In Extended Abstracts of the 2019 CHI Conference on Human
Factors in Computing Systems, CHI 2019, Glasgow, Scotland, UK, May 04-09,
2019., 2019.

bib | DOI | http ]

Verifications for Configuration Files

Modern verification technologies inherently depend on the availability of formal specifications, yet they are extremely labor intensive to create and maintain. This is especially the case for configuration files, which rarely have any documentation, even in written English form. Configurations are the values of system parameter settings; Incorrect configurations often lead to system misbehaviours such as exceptions, error code return, crashing or even core dump. 

 

We have developed ConfigV, which is the first tool that can automatically detect complex errors involving multiple variables, and learn over a training set of partially incorrect configuration files. Since configuration files lack helpful semantic information to infer types, we use a probabilistic inference method to learn likely types for keywords based on their values from the training set. We combined this new type of information with a generalization of association rule learning that handles not just association rules, but arbitrary, typed predicates. We evaluated ConfigV by verifying public configuration files on GitHub, and we showed that ConfigV can successfully detect configuration errors in these files. 

 

People involved in the project:

Mark Santolucito, Jialu Zhang

Recent Publications:

Mark Santolucito, Ennan Zhai, Rahul Dhodapkar, Aaron Shim, and Ruzica Piskac.

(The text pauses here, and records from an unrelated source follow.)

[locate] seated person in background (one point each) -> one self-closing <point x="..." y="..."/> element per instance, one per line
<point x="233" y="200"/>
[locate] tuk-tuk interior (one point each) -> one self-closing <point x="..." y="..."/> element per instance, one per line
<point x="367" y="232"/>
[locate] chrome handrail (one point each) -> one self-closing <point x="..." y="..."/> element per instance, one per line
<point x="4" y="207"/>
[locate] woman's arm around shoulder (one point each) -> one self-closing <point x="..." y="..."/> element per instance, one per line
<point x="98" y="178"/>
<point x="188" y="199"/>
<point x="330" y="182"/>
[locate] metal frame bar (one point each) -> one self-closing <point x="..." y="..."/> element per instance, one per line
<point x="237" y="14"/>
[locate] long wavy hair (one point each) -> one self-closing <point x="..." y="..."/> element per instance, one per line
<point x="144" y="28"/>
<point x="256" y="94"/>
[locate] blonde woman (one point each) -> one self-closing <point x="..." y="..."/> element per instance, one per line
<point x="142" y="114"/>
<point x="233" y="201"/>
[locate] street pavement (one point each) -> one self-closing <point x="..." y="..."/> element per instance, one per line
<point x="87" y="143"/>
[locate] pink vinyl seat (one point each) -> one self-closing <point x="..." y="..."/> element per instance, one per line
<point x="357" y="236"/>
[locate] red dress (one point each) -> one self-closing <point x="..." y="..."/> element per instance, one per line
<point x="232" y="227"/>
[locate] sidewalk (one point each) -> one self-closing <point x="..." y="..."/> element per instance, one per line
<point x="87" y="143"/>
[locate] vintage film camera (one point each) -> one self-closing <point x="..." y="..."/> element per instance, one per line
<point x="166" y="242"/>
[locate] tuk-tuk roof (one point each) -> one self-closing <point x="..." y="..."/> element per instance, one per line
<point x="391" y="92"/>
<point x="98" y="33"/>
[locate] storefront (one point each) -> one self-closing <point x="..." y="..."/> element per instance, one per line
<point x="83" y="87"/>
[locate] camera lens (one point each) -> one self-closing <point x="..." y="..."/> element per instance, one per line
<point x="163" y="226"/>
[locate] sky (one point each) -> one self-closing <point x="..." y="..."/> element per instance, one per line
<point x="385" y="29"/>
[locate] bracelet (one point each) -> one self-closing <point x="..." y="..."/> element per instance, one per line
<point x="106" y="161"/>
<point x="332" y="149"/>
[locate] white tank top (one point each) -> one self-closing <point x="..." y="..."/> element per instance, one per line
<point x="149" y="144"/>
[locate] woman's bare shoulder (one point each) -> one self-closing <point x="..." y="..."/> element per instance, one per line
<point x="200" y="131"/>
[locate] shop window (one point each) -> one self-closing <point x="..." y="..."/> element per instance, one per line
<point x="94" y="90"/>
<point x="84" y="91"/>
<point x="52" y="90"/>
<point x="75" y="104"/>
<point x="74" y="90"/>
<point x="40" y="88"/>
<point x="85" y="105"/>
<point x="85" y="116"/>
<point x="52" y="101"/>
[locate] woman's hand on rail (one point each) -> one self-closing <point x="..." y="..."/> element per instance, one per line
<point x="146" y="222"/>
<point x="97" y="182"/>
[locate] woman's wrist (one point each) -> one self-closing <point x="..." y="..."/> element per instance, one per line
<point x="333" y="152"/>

Synthesizing configuration file specifications with association rule

learning.

PACMPL, 1(OOPSLA):64:1--64:20, 2017.

bib | DOI | http ]

 

Software updates and configuration files 

Software updates are important to apply, because they often solve security issues, improve the performance of the software or add new interesting features. However, when a software is updated, such as a server software, its execution changes in a way that system administrators are not necessarily aware of. Since configuration space is very big, not all configurations can be tested before a release. A perfectly fine configuration for a previous version of the software can become problematic as the meaning of the configuration changes. 

 

We propose to use the behavior of the previous version of the software under the existing configuration as a specification of the intended behavior. Our goal is to check the new version for potential violation of this specification, under the same or modified configuration.